The slowdown in consumer spending reported by the Commerce Department on Friday followed the largest gain in nearly two years in January. Consumer spending, which remains supported by a tight labor market, appears on track to pick up this quarter after growing at its slowest pace in 2-1/2 years in the fourth quarter.

“First-quarter GDP growth looks to come in better than expected, though there is still a reasonable chance that consumers and the economy pull back a bit by mid-year,” said Sal Guatieri, a senior economist at BMO Capital Markets in Toronto. “For the Fed, it could be one and done in May.”

Consumer spending, which accounts for more than two-thirds of U.S. economic activity, increased 0.2% last month. Data for January was revised higher to show spending vaulting 2.0% instead of the previously reported 1.8%. January’s increase was the biggest since March 2021. Economists polled by Reuters had forecast consumer spending would gain 0.3%.

Spending last month was supported by both goods and services. Consumers increased spending on housing and utilities as well as on healthcare, but they cut back on spending at restaurants, bars and hotel accommodation.

Goods outlays were lifted by higher gasoline prices. There was also an increase in spending on pharmaceutical products as well as food and beverages, but motor vehicle purchases fell.

“The economy looks strong today, but the outlook is still in doubt as banks may pull back on the credit they provide to help the economy grow,” said Christopher Rupkey, chief economist at FWDBONDS in New York.

Financial market stress following the recent collapse of two regional banks has amplified the risk of a recession later this year. Banks have tightened lending standards, which could make it harder for households to access credit, weighing on demand.

U.S. stocks opened higher.

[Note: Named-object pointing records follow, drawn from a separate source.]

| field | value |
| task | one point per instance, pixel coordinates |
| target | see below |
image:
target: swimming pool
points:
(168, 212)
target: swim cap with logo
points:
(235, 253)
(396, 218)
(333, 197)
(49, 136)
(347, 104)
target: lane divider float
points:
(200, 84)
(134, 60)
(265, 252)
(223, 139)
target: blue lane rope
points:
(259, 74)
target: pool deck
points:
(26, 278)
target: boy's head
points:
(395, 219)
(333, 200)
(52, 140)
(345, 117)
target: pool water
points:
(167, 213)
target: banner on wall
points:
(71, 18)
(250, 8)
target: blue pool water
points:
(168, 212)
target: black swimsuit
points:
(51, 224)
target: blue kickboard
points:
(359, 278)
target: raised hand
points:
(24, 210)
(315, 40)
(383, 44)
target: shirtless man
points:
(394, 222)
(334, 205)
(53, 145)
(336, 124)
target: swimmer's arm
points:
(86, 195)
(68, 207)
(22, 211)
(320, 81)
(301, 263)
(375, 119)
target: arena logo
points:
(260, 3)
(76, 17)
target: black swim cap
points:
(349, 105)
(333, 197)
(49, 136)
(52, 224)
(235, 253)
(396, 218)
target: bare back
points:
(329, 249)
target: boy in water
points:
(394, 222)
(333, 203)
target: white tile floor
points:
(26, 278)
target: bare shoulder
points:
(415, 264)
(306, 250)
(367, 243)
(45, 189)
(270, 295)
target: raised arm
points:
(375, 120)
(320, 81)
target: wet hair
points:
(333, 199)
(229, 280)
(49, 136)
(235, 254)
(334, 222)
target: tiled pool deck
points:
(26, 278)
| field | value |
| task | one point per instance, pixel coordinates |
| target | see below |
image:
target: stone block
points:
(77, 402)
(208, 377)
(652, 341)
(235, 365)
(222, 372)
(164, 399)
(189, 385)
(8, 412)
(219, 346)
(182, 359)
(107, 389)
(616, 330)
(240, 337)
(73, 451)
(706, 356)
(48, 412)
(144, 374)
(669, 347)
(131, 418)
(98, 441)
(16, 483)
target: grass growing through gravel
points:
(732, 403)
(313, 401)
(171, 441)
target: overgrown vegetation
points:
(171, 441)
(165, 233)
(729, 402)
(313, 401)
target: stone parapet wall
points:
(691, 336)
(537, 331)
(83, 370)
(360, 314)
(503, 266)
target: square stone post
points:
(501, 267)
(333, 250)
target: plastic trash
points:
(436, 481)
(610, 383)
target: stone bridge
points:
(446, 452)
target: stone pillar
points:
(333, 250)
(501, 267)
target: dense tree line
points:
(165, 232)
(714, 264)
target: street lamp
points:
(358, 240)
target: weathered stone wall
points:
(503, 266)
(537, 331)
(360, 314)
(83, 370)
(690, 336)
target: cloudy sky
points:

The dollar rose against a basket of currencies. U.S. Treasury yields mostly fell.

The Fed last week raised its benchmark overnight interest rate by a quarter of a percentage point, but indicated it was on the verge of pausing further increases in borrowing costs in a nod to the financial market turmoil. The U.S. central bank has hiked its policy rate by 475 basis points since last March from the near-zero level to the current 4.75%-5.00% range.

The personal consumption expenditures (PCE) price index increased 0.3% last month after accelerating 0.6% in January. In the 12 months through February, the PCE price index advanced 5.0% after rising 5.3% in the 12 months through January.

Excluding the volatile food and energy components, the PCE price index climbed 0.3% after increasing 0.5% in January. The so-called core PCE price index rose 4.6% on a year-on-year basis in February after gaining 4.7% in January. The Fed tracks the PCE price indexes for its 2% inflation target.

Personal income rose 0.3%, driven mostly by wage gains. The personal saving rate climbed to 4.6% from 4.4% in January.